Disorder-Free Localization and Many-Body Quantum Scars from Magnetic Frustration

TL;DR

This paper demonstrates that magnetic frustration can naturally produce models with disorder-free localization and quantum many-body scars, leading to anomalous thermalization in high energy states of non-integrable systems.

Contribution

It introduces three classes of frustrated spin models that exhibit disorder-free localization and quantum many-body scars, expanding understanding of thermalization breakdown due to frustration.

Findings

Certain frustrated models show inhibited information propagation.

Models exhibit eigenstates with low entanglement entropy.

Frustration enables systematic construction of non-thermalizing systems.

Abstract

The concept of geometrical frustration has led to rich insights into condensed matter physics, especially as a mechansim to produce exotic low energy states of matter.
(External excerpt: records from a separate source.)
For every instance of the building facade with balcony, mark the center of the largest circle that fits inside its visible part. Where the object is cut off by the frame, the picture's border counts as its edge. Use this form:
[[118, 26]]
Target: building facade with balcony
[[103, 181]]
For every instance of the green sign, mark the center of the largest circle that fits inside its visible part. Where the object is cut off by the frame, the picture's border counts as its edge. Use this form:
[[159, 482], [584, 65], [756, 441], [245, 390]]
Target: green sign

Here we show that frustration provides a natural vehicle to generate models exhibiting anomalous thermalization of various types within high energy states. We consider three classes of non-integrable frustrated spin models: (I) systems with local conserved quantities where the number of symmetry sectors grows exponentially with the system size but more slowly than the Hilbert space dimension, (II) systems with exact eigenstates that are singlet coverings, and (III) flat band systems hosting magnon crystals. We argue that several 1D and 2D models from class (I) exhibit disorder-free localization in high energy states so that information propagation is dynamically inhibited on length scales greater than a few lattice spacings. We further show that models of class (II) and (III) exhibit quantum many-body scars -- eigenstates of non-integrable Hamiltonians with finite energy density and anomalously low entanglement entropy. Our results demonstrate that magnetic frustration supplies a means to systematically construct classes of non-integrable models exhibiting anomalous thermalization in mid-spectrum states.